Embodiments have been described herein with the aid of functional building blocks illustrating the implementation of specified functions and relationships thereof. The boundaries of these functional building blocks have been arbitrarily defined herein for the convenience of the description. Alternate boundaries can be defined as long as the specified functions and relationships (or equivalents thereof) are appropriately performed. Also, alternative embodiments can perform functional blocks, steps, operations, methods, etc. using orderings different than those described herein.

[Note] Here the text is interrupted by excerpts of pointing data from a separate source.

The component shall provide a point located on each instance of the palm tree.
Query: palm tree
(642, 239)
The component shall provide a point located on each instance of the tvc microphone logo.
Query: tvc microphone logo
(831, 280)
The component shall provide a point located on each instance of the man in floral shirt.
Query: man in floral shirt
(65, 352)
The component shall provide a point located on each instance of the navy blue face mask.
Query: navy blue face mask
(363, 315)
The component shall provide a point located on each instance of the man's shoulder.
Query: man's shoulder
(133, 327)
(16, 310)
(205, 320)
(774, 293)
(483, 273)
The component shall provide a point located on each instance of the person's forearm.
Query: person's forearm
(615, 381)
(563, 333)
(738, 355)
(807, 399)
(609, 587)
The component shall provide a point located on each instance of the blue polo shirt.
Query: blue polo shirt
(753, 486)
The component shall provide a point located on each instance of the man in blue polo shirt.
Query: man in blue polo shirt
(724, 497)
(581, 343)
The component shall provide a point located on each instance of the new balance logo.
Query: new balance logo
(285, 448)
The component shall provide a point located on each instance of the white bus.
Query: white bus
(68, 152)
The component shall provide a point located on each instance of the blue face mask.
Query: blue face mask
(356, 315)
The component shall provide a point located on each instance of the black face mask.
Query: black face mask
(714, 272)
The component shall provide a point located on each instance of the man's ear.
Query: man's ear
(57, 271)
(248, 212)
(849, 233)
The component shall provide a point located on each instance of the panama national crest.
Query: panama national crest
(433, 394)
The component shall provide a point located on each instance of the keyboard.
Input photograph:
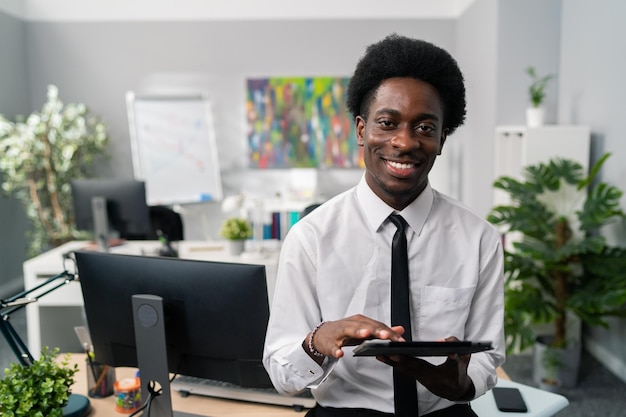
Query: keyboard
(186, 385)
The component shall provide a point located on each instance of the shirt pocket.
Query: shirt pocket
(444, 312)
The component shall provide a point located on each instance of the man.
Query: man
(333, 285)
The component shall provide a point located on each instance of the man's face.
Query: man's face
(401, 139)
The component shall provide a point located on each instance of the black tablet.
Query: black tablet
(387, 348)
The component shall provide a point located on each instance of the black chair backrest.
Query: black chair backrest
(169, 222)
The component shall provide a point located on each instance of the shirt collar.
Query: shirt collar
(376, 210)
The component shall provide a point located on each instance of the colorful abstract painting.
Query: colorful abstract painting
(300, 123)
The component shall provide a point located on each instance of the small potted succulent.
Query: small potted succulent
(40, 389)
(236, 230)
(536, 94)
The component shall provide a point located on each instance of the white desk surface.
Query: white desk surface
(539, 403)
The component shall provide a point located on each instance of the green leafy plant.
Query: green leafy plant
(236, 228)
(40, 155)
(559, 262)
(536, 91)
(37, 390)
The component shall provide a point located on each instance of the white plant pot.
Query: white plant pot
(235, 247)
(535, 116)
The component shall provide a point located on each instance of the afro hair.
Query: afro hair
(399, 56)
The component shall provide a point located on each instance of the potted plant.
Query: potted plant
(559, 265)
(40, 389)
(40, 155)
(552, 362)
(536, 94)
(236, 230)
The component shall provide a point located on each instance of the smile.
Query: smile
(399, 165)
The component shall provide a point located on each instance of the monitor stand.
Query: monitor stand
(100, 222)
(152, 353)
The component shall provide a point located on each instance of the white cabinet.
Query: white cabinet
(519, 146)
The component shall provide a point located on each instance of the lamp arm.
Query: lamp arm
(12, 304)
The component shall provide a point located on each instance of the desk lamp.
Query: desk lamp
(77, 405)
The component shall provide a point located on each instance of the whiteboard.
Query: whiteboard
(173, 148)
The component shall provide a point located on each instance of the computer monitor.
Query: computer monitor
(215, 315)
(125, 212)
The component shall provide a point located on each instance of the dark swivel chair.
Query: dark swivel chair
(169, 222)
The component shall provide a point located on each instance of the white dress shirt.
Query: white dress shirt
(336, 262)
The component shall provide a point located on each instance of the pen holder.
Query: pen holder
(127, 395)
(100, 379)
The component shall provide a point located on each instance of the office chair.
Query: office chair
(169, 222)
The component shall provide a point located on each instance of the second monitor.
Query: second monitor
(115, 208)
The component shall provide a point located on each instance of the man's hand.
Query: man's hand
(333, 335)
(448, 380)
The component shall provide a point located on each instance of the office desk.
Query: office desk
(193, 404)
(540, 403)
(53, 317)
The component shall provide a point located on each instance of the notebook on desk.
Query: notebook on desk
(186, 385)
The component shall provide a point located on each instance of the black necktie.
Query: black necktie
(405, 392)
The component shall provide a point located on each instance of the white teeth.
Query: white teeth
(399, 165)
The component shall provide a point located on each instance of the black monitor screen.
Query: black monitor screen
(127, 210)
(215, 313)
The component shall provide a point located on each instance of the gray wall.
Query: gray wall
(592, 88)
(98, 63)
(13, 100)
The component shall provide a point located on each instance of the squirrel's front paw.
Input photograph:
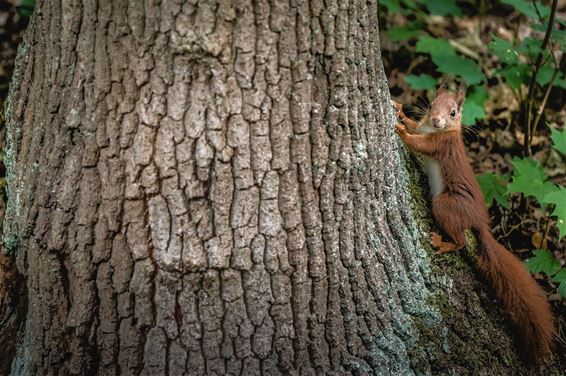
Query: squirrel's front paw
(397, 107)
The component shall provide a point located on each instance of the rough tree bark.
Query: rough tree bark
(214, 187)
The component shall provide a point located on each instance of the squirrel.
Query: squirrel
(458, 205)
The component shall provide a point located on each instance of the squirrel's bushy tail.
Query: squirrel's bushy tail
(521, 295)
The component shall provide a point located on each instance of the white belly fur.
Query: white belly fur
(432, 169)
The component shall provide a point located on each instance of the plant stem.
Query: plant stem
(547, 94)
(530, 96)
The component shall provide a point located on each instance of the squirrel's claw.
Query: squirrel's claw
(400, 129)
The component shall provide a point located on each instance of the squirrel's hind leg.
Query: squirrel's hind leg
(446, 210)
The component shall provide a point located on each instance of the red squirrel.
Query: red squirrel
(458, 205)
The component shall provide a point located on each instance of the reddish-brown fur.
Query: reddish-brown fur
(461, 206)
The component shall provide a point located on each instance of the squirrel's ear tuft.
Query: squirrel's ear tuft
(461, 95)
(444, 86)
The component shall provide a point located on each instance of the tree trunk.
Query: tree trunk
(215, 188)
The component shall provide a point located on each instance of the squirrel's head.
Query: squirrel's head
(445, 110)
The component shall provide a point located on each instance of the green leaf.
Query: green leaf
(530, 179)
(435, 46)
(393, 6)
(558, 198)
(421, 82)
(560, 277)
(558, 139)
(472, 111)
(543, 261)
(503, 50)
(473, 106)
(515, 75)
(468, 69)
(443, 8)
(400, 33)
(494, 188)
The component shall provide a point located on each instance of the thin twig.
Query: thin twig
(547, 94)
(532, 84)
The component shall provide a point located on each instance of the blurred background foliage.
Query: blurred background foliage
(510, 53)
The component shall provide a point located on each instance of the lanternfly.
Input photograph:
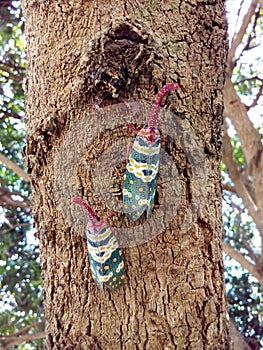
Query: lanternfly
(142, 169)
(105, 256)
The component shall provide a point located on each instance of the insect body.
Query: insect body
(105, 256)
(142, 169)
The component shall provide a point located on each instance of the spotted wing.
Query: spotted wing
(140, 177)
(105, 256)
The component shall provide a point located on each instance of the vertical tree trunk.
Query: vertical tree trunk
(86, 55)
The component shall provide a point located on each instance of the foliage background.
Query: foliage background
(21, 299)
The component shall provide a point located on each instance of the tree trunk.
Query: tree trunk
(86, 59)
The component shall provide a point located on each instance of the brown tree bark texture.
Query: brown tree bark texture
(174, 295)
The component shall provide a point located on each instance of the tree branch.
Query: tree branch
(239, 36)
(243, 262)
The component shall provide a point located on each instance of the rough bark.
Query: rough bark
(174, 295)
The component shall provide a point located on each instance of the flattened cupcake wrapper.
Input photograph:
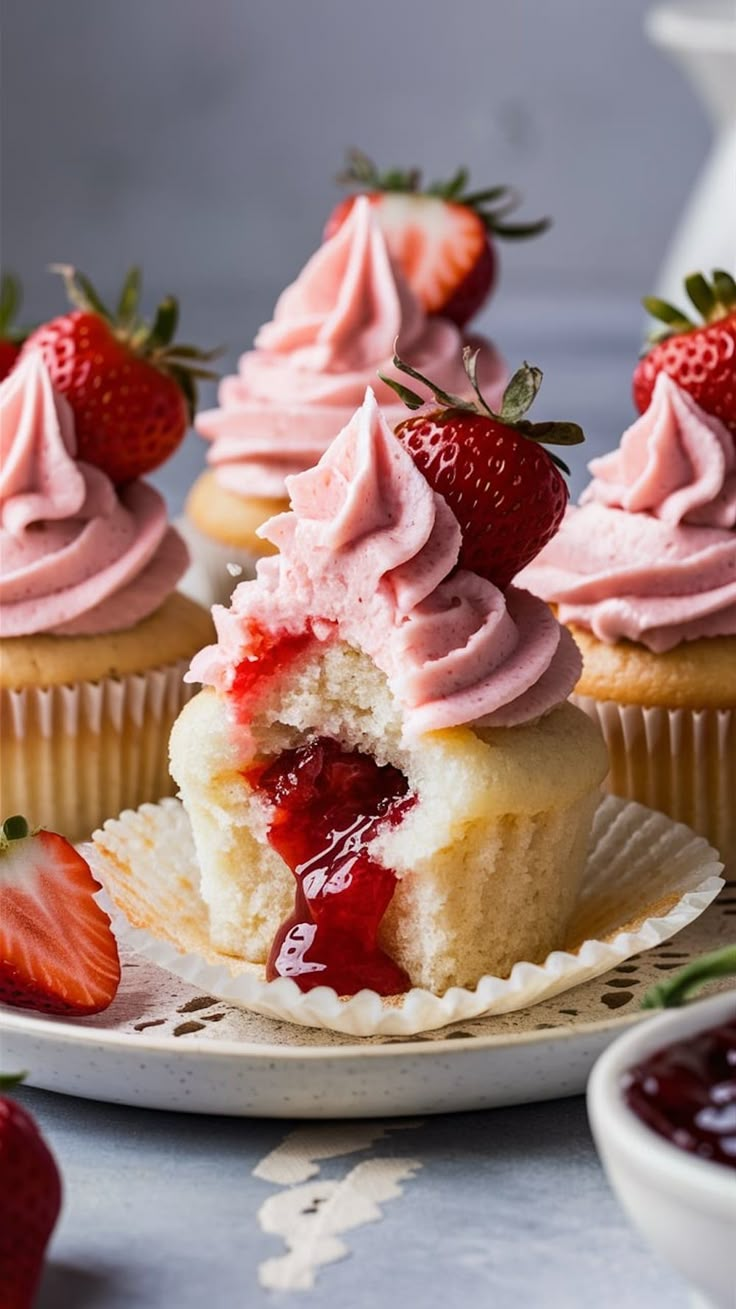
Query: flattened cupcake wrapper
(215, 570)
(75, 754)
(646, 878)
(679, 761)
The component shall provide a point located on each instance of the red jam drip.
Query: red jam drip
(271, 655)
(686, 1093)
(329, 805)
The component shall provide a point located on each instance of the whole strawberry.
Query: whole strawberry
(443, 237)
(30, 1198)
(11, 338)
(56, 949)
(701, 358)
(503, 487)
(130, 385)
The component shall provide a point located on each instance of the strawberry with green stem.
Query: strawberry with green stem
(503, 486)
(131, 386)
(699, 358)
(441, 236)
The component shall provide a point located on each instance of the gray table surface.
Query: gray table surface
(508, 1208)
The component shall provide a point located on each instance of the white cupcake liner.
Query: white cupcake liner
(679, 761)
(215, 570)
(72, 754)
(646, 878)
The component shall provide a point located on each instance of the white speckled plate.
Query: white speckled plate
(164, 1045)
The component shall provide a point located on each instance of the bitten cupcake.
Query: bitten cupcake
(333, 330)
(93, 636)
(385, 786)
(644, 576)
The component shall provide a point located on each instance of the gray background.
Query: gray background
(199, 136)
(202, 136)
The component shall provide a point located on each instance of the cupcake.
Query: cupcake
(333, 330)
(94, 639)
(643, 573)
(385, 784)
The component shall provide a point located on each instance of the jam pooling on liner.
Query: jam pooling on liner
(686, 1093)
(329, 804)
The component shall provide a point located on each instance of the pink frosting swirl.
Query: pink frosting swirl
(331, 331)
(77, 555)
(369, 551)
(651, 554)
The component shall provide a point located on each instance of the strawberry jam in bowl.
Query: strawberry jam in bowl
(662, 1102)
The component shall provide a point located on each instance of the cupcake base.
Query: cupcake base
(85, 720)
(681, 762)
(220, 530)
(215, 570)
(646, 878)
(669, 725)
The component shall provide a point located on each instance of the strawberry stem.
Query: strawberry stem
(155, 340)
(9, 1080)
(9, 301)
(714, 300)
(130, 297)
(16, 827)
(675, 991)
(491, 204)
(517, 399)
(701, 293)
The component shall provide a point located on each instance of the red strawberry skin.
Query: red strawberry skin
(56, 949)
(9, 351)
(128, 415)
(503, 488)
(702, 361)
(30, 1198)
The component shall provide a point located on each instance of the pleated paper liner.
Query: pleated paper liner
(73, 754)
(646, 878)
(679, 761)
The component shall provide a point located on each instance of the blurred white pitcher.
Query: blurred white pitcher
(701, 35)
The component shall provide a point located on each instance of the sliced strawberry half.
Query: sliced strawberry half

References herein to “one embodiment,” “an embodiment,” “an example embodiment,” or similar phrases, indicate that the embodiment described can include a particular feature, structure, or characteristic, but every embodiment can not necessarily include the particular feature, structure, or characteristic. Moreover, such phrases are not necessarily referring to the same embodiment. Further, when a particular feature, structure, or characteristic is described in connection with an embodiment, it would be within the knowledge of persons skilled in the relevant art(s) to incorporate such feature, structure, or characteristic into other embodiments whether or not explicitly mentioned or described herein. Additionally, some embodiments can be described using the expression “coupled” and “connected” along with their derivatives. These terms are not necessarily intended as synonyms for each other. For example, some embodiments can be described using the terms “connected” and/or “coupled” to indicate that two or more elements are in direct physical or electrical contact with each other. The term “coupled,” however, can also mean that two or more elements are not in direct contact with each other, but yet still co-operate or interact with each other.

The breadth and scope of this disclosure should not be limited by any of the above-described exemplary embodiments, but should be defined only in accordance with the following claims and their equivalents.